I want to see if my recollection is correct, and so:
import matplotlib.pyplot as plt
import torch
from transformers import AutoModel
bert = AutoModel.from_pretrained("bert-base-uncased")
svds = [ layer.intermediate.dense.weight.svd().S.detach().numpy() for layer in bert.encoder.layer ]
fig, axes = plt.subplots(3, 4, figsize=(12, 9))
for i, ax in enumerate(axes.flatten()):
ax.hist(svds[i], bins=100, color="blue", alpha=0.7)
ax.set_title(f"Layer {i+1}")
plt.suptitle("FFN Layers", fontsize=16);
And for attention components:
Q_svds = [ layer.attention.self.query.weight.svd().S.detach().numpy() for layer in bert.encoder.layer ]
fig, axes = plt.subplots(3, 4, figsize=(12, 9))
for i, ax in enumerate(axes.flatten()):
ax.hist(Q_svds[i], bins=100, color='blue', alpha=0.7)

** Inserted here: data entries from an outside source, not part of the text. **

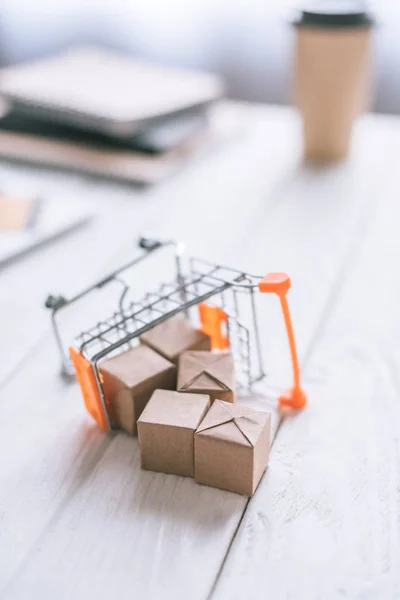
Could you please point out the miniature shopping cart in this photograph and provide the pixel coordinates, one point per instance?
(220, 300)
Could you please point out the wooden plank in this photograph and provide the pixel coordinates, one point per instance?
(130, 524)
(325, 521)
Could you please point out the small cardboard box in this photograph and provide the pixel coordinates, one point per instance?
(232, 447)
(207, 373)
(174, 336)
(166, 431)
(129, 380)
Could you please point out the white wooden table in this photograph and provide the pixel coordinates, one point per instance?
(79, 519)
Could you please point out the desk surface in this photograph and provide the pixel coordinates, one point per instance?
(79, 519)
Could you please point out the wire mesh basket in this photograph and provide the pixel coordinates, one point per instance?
(219, 300)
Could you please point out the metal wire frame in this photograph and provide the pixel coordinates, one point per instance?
(204, 280)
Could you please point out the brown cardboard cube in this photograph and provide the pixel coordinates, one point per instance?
(129, 380)
(207, 373)
(231, 447)
(166, 431)
(174, 336)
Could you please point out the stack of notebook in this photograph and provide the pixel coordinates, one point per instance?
(103, 113)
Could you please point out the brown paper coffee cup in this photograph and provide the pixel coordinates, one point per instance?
(332, 77)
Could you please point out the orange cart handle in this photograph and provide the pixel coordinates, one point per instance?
(279, 284)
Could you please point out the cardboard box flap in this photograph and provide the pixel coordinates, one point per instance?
(248, 422)
(211, 371)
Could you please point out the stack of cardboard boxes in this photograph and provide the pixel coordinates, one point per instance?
(179, 397)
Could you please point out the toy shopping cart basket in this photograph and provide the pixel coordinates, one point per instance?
(220, 300)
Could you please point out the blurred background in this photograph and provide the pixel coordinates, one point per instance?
(247, 42)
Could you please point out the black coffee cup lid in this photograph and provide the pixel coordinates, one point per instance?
(335, 13)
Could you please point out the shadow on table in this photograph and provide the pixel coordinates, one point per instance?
(168, 499)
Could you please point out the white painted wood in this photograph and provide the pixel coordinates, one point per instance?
(77, 515)
(325, 523)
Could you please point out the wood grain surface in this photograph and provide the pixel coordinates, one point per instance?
(79, 518)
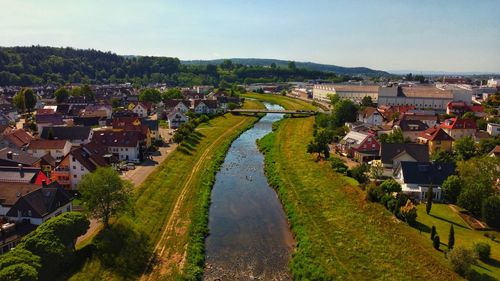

ax.set_title(f'Layer {i+1}')
plt.suptitle("$W_Q$ Parameters", fontsize=16);
Interesting! It seems like there is a qualitiative difference between the spectral density of the $W_Q$ parameters and their FFN counterparts. Granted, they are different sizes, but still, we can see interesting differences in their distributions.
What do the singular values of a Gaussian random matrix of the same size look like?
plt.title("Random matrix singular values - FFN")
plt.hist(torch.randn_like(bert.encoder.layer[0].intermediate.dense.weight).svd().S, color="blue", alpha=0.7, bins=100);
plt.title("Random matrix singular values - FFN");
plt.hist(torch.randn_like(bert.encoder.layer[0].attention.self.query.weight).svd().S, color="blue", alpha=0.7, bins=100);
It seems qualitatively different from the trained matrix results.
Overall, this kind of thing begs to be explored more, and I’m sure the weightwatcher
folks have and are going to do so. I just wish it was discussed more frequently.